Certains propos factuels de Martine m’apparaissent teintés par ce que j’ai appelé un prisme masculin. En effet, cette dernière indique qu’elles (les jeunes filles) « (...) commencent à prendre des comportements et des codes masculins. Et là elles n’ont pas de limites. Les filles n’ont pas de limites et puis elles vont très très loin dans la violence et dans l’autodestruction » (71).

Stéréotypes de sexe et de genre

Il semble que le fait de vivre entre filles en foyer soit reposant pour les jeunes accueillies. Selon Martine, il y a « quelque chose de l’ordre de la féminité qui se travaille entre elles. (…) Très vite elles arrivent et elles sont peut-être moins

davantage, elles se donnent des conseils entre elles. Elles se pouponnent plus, se donnent des conseils » (47).
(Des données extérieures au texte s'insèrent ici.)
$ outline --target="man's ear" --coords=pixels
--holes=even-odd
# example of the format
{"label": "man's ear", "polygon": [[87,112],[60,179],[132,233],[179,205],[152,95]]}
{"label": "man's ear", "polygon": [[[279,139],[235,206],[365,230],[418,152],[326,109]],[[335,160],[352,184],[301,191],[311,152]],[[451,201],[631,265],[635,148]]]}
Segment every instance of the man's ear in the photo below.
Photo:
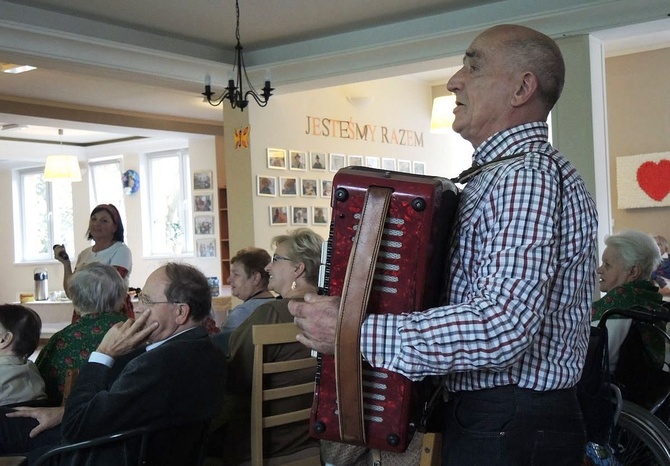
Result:
{"label": "man's ear", "polygon": [[530,100],[537,92],[537,76],[526,71],[521,76],[518,87],[512,96],[512,106],[520,107]]}
{"label": "man's ear", "polygon": [[191,315],[191,307],[188,304],[179,303],[177,305],[175,321],[179,325],[184,325],[188,321],[190,315]]}
{"label": "man's ear", "polygon": [[0,337],[0,349],[11,348],[13,342],[14,334],[12,332],[6,332]]}

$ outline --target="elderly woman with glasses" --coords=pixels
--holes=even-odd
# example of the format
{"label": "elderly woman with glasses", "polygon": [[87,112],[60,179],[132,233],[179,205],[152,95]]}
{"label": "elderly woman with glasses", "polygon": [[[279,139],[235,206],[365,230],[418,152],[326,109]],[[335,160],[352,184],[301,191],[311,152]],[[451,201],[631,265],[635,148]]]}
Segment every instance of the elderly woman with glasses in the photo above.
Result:
{"label": "elderly woman with glasses", "polygon": [[58,406],[63,399],[67,370],[79,369],[107,330],[127,319],[121,313],[127,294],[123,278],[112,266],[87,264],[72,275],[68,296],[81,317],[49,338],[35,361],[50,405]]}
{"label": "elderly woman with glasses", "polygon": [[[293,322],[288,312],[288,303],[302,300],[306,293],[317,292],[317,280],[321,260],[323,238],[308,228],[298,228],[272,240],[274,255],[265,270],[270,275],[268,288],[279,295],[278,299],[262,304],[230,336],[230,356],[228,364],[228,394],[226,406],[229,408],[228,425],[224,436],[223,452],[227,458],[242,462],[250,458],[250,418],[251,380],[253,370],[254,345],[251,330],[254,325]],[[266,357],[271,361],[286,361],[309,356],[310,351],[297,341],[276,345]],[[282,386],[291,377],[291,383],[311,382],[315,370],[306,369],[275,377],[271,386]],[[294,397],[272,404],[269,409],[284,412],[299,408],[309,408],[312,396]],[[308,448],[317,448],[317,443],[309,436],[307,423],[294,423],[269,429],[264,451],[265,457],[291,455]],[[298,453],[299,454],[299,453]],[[233,464],[237,464],[233,462]]]}

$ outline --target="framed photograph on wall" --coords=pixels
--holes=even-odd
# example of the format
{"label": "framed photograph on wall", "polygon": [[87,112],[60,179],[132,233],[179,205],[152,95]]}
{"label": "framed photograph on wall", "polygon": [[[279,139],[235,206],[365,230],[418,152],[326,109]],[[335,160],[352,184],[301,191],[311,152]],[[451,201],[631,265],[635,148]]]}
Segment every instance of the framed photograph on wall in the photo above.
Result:
{"label": "framed photograph on wall", "polygon": [[403,173],[412,173],[412,162],[409,160],[398,160],[398,171]]}
{"label": "framed photograph on wall", "polygon": [[198,257],[216,257],[216,238],[195,240],[195,249]]}
{"label": "framed photograph on wall", "polygon": [[268,168],[286,170],[286,151],[268,148]]}
{"label": "framed photograph on wall", "polygon": [[336,172],[340,168],[344,168],[344,164],[346,163],[347,156],[344,154],[330,154],[330,171],[331,172]]}
{"label": "framed photograph on wall", "polygon": [[288,224],[288,207],[270,206],[270,226],[286,225]]}
{"label": "framed photograph on wall", "polygon": [[212,212],[212,195],[198,194],[193,196],[193,210],[195,212]]}
{"label": "framed photograph on wall", "polygon": [[316,197],[316,180],[312,178],[302,178],[300,180],[300,194],[302,197]]}
{"label": "framed photograph on wall", "polygon": [[324,152],[309,153],[309,166],[312,170],[325,171],[327,163],[326,154]]}
{"label": "framed photograph on wall", "polygon": [[214,217],[212,215],[196,215],[193,218],[193,228],[196,235],[213,235]]}
{"label": "framed photograph on wall", "polygon": [[365,166],[370,168],[379,168],[379,157],[365,157]]}
{"label": "framed photograph on wall", "polygon": [[212,189],[212,172],[193,172],[193,190]]}
{"label": "framed photograph on wall", "polygon": [[307,152],[292,150],[289,151],[289,163],[291,170],[307,170]]}
{"label": "framed photograph on wall", "polygon": [[426,163],[425,162],[414,162],[414,174],[415,175],[425,175],[426,174]]}
{"label": "framed photograph on wall", "polygon": [[291,206],[291,225],[308,225],[309,214],[307,207]]}
{"label": "framed photograph on wall", "polygon": [[395,159],[382,157],[382,168],[384,170],[395,171]]}
{"label": "framed photograph on wall", "polygon": [[259,196],[276,196],[277,195],[277,178],[274,176],[256,177],[257,191]]}
{"label": "framed photograph on wall", "polygon": [[330,180],[321,180],[321,197],[326,197],[330,199],[330,195],[333,192],[333,182]]}
{"label": "framed photograph on wall", "polygon": [[350,167],[362,167],[363,166],[363,156],[362,155],[350,155],[349,156],[349,166]]}
{"label": "framed photograph on wall", "polygon": [[312,225],[328,225],[328,207],[312,207]]}
{"label": "framed photograph on wall", "polygon": [[298,178],[280,176],[279,186],[281,187],[279,190],[280,196],[295,197],[298,195]]}

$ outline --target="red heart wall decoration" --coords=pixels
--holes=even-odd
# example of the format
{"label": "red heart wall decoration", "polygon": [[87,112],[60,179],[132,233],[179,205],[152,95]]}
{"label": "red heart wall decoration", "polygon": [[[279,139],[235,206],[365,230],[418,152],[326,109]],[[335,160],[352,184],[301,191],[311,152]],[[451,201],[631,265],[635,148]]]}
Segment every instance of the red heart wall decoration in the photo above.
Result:
{"label": "red heart wall decoration", "polygon": [[670,160],[644,162],[637,169],[637,184],[647,196],[662,201],[670,193]]}

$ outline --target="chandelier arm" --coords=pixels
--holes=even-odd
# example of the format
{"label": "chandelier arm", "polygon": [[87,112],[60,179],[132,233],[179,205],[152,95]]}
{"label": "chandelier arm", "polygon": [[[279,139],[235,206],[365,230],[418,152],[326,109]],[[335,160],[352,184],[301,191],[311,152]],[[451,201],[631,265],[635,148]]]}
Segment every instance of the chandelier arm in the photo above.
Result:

Dans un autre registre, pour Yvan, les filles ont moins recours à la violence que les garçons. Toutefois, ce dernier précise aussi qu’ « (…) il y a des filles agressives comme il y a des filles douces, il y a des garçons agressifs comme il y a des garçons doux. Simplement les codes de la société font qu’on a mis des stéréotypes parce qu’une fille agressive qui utiliserait ses muscles, c’est moins communément admis » (138).

Troisième temps

Chloé amène dans la discussion les thématiques de drogues et de phénomènes de gangs, ou encore la banalisation des différents passages des jeunes au centre de détention pour adolescent·e·s mineur·e·s la « Clairière », Toufik, quant à lui, parle beaucoup de la psychose chez les jeunes. Pour sa part, Yvan aborde la thématique de la sexualité des adolescent·e·s intra - extra muros de l’hôpital psychiatrique.